Dr. Jay Cadbury, phd.
ReplyDelete@Anonymous
Nice 3 point explanation, except you left out why H.H. Lamb's graph was wrong and needed to be altered. 0 points will be awarded. That wasn't even a good spin anonymous, you would never be allowed on the price is right.
David :
ReplyDeleteMy bad on the peaceable Oslo side, but didn't the RSAS in Stockholm just give the Lit prize to Transtormer?
Am sending this to twit Phil Anderson, thanks for the update.
ReplyDeleteHal Lewis was a bad citizen and they were delighted to see him go.
ReplyDelete...H.H. Lamb's graph was wrong and needed to be altered.
Well, this proves that you don't have the intellectual firepower for the Pizza Home Delivery business. So from now on, it's "Jay Cadbury Post Hole Digger".
The Lamb illustration from the IPCC FAR was *not* a global (or even a hemispherical) reconstruction. It was a schematic derived from historical temperature information from one small part of England. Someone who has the geographical/navigational skills to deliver pizzas certainly would understand the difference between a small part of England and the entire planet. But apparently you don't. So I've decided to demote you from delivering pizzas to digging post holes.
The fact that deniers are still trotting out that old Lamb central England temperature schematic in an attempt to attack Mann's *global* temperature reconstruction work, in spite of the fact that it is very well understood that Lamb's schematic was in now way intended to be representative of global temperatures, shows how utterly pathetic they are. Attempting to engage them seriously is an utter waste of time and effort; what is called for now is open ridicule and mockery.
--caerbannog the anonybunny (who forgot to sign the previous post)
Hey, a rejectionist who actually knew HH Lamb existed :) Oh no, they didn't know his graphic was for Central England only :( Next thing, someone'll be claiming Lamb was the founding director of CRU! Oh...... sorry Jay.
ReplyDelete* Extract from pages 171-172 of H. Lamb’s 'Climate, History and the Modern World' 1982.
* Common graphical tricks and the Medieval Warm Period
Caerbannog, remember that MBH98 + 99 were not global either, but the whole Northern Hemisphere.
ReplyDeleteMarco
"Nobel Dreams"
ReplyDelete-- by Horatio Algeranon
Now that I've won
The nobel prize
I can close
My weary eyes
And speculate
About goofy things
Like global cooling
And moody rings
Sad to see string theory getting a populist gloss from PBS. Lubos Motl et al., not even wrong?

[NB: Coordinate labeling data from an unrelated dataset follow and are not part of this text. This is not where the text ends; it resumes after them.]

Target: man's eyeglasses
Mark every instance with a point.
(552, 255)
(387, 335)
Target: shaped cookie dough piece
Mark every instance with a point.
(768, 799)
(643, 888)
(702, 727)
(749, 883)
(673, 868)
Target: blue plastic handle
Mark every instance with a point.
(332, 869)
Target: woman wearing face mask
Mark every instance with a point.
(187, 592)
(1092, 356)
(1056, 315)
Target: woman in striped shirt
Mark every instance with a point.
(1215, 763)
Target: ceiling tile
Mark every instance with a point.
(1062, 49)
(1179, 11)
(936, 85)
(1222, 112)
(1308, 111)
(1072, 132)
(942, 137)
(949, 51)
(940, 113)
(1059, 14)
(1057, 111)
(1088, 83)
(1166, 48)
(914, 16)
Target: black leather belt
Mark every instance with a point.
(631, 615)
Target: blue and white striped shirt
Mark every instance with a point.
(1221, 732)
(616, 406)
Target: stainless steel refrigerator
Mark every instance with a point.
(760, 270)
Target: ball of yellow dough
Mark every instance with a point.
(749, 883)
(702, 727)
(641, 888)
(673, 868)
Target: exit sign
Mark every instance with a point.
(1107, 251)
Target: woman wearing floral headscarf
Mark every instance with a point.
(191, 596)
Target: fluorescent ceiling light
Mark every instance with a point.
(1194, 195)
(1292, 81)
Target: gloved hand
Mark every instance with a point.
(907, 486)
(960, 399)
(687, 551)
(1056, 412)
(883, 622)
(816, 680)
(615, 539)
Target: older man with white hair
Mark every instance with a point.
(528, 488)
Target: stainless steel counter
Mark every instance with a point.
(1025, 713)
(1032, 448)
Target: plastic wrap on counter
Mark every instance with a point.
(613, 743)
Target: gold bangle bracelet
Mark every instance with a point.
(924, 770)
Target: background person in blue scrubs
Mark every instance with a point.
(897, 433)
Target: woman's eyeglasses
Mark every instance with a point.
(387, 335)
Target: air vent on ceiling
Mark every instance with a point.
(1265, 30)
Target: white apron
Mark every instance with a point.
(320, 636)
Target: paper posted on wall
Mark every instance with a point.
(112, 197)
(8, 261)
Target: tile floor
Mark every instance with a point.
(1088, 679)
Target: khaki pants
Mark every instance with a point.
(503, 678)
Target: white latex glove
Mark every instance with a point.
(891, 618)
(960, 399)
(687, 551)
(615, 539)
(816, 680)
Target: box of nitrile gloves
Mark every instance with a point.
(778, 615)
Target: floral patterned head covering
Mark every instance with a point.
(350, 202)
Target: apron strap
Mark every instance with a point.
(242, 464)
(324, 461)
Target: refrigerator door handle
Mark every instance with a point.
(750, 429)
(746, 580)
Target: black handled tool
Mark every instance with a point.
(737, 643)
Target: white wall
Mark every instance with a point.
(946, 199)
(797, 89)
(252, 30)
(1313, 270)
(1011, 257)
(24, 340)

Feynman seemed right to me on the subject. Pretty but not practical/practicable.
ReplyDeleteBut what do I know? Please don't condemn all aging physicists just because some did or did not earn their Nobels and went off the reservation later. Angels fear to tread and all that.
(Susan Anderson)
Russell --- Literature and Peace prizes are the whims of the Norwegians.
ReplyDelete
ReplyDeleteprof premraj pushpakaran writes -- 2018 marks the 100th birth year of Julian Seymour Schwinger!!!